In North America, viral infections, specifically Coxsackievirus B infections, are the main cause of myocarditis. Viral infections can trigger lymphocytic myocarditis, which is when lymphocytes - the B and T cells of the immune system - and water make their way into the interstitial space - the space in between heart muscle cells. There are plenty of other infectious causes as well, though. One of these is trypanosoma cruzi, a single-cell protozoan that causes Chagas disease throughout South America. In Chagas disease, under a microscope, it’s possible to see groups of amastigotes within the heart muscle cells, which are trypanosomes that are in the intracellular stage. As a result, the heart muscle cells necrose or die. There’s also Trichinella, a roundworm that moves from the intestines into various parts of the body, causing a variety of problems, including myocarditis. Myocarditis can also be seen in Lyme disease which is caused by the bacteria Borrelia burgdorferi, which is spread by deer ticks. Finally, in immunocompromised individuals, there’s Toxoplasma gondii, a single-cell parasite harbored by cats, that can cause myocarditis.

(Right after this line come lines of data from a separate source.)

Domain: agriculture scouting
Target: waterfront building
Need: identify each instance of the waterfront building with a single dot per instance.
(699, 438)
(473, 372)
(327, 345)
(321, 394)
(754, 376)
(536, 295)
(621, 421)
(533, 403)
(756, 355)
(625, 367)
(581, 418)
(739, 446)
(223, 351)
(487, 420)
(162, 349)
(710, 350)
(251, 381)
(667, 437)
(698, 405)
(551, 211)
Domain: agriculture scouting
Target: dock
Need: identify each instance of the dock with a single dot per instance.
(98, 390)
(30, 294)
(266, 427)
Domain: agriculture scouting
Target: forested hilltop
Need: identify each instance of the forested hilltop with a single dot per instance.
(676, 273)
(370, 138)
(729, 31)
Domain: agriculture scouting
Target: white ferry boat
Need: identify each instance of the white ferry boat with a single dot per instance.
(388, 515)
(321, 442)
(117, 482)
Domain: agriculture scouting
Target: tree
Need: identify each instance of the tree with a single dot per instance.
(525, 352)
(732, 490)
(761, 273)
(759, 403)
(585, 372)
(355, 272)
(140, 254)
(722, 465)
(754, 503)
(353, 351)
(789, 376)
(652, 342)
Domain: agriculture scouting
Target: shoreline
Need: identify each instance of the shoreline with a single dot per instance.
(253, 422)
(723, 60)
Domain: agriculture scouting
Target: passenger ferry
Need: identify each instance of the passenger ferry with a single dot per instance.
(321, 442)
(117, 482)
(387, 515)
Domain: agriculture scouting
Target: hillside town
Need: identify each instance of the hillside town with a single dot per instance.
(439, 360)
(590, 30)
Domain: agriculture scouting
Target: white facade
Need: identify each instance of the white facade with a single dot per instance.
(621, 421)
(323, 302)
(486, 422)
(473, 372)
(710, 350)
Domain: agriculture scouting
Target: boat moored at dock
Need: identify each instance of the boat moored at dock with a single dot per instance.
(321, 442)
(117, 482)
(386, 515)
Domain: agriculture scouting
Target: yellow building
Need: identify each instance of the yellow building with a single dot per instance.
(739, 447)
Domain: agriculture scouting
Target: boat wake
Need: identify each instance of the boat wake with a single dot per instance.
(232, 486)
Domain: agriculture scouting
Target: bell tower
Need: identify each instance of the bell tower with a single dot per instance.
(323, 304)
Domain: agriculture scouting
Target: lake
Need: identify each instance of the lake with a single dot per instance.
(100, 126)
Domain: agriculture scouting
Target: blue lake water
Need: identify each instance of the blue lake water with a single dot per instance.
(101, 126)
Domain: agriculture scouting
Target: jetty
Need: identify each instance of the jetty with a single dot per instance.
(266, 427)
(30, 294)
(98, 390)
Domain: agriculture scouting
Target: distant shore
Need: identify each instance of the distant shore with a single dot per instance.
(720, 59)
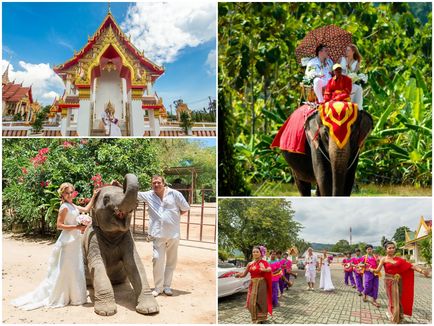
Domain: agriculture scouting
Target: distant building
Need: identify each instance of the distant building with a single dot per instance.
(413, 240)
(17, 101)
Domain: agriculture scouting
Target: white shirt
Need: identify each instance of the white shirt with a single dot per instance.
(164, 215)
(316, 69)
(344, 64)
(310, 262)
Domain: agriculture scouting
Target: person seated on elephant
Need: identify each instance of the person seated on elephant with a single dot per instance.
(350, 66)
(320, 69)
(339, 87)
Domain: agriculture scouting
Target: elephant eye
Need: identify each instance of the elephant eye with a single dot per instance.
(106, 200)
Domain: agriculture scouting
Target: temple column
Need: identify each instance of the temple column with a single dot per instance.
(83, 116)
(154, 121)
(149, 89)
(137, 118)
(64, 123)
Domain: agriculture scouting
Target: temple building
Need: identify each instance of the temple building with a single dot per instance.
(109, 68)
(17, 102)
(413, 240)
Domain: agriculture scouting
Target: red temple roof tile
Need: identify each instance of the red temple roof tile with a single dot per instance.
(109, 20)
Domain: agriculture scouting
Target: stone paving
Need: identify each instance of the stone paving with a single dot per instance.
(343, 306)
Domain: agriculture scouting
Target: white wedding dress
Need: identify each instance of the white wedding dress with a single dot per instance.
(325, 281)
(65, 283)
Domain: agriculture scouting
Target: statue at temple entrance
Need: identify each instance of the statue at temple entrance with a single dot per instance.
(110, 122)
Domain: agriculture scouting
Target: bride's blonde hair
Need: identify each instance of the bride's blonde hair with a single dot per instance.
(63, 187)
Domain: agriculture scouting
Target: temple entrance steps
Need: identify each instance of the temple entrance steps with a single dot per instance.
(101, 132)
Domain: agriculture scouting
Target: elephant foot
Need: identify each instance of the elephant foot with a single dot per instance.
(105, 308)
(147, 305)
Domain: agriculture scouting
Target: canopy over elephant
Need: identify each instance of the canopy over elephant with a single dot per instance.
(327, 146)
(109, 251)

Those were the infectious causes, but there are also non-infectious causes of myocarditis as well. These include systemic lupus erythematosus, also known as lupus, and polymyositis, a generalized inflammation of the muscles, where the immune system starts to attack the myocardial layer of the heart. There’s also drug-associated myocarditis, which means there’s an adverse drug reaction that inflames the heart. Drug reactions cause a hypersensitivity myocarditis, which is when eosinophils get into the blood vessels in the myocardium. Finally, there’s giant cell myocarditis, which causes inflammation in the heart, from an unknown cause. The key finding is that macrophages - immune cells that engulf foreign substances - start to fuse together to form a single giant cell, hence the name.
Individuals with myocarditis can have chest pain that is sometimes positional, meaning that it can get better or worse depending on the body’s position. It can also cause arrhythmias, or irregular heartbeats, because the inflammation affects the pacemaker cells traveling through the myocardium. There can also be more general symptoms like fatigue, fever and shortness of breath. In severe cases, where myocarditis starts to develop into heart failure, there can be additional symptoms like fluid retention in the feet and ankles.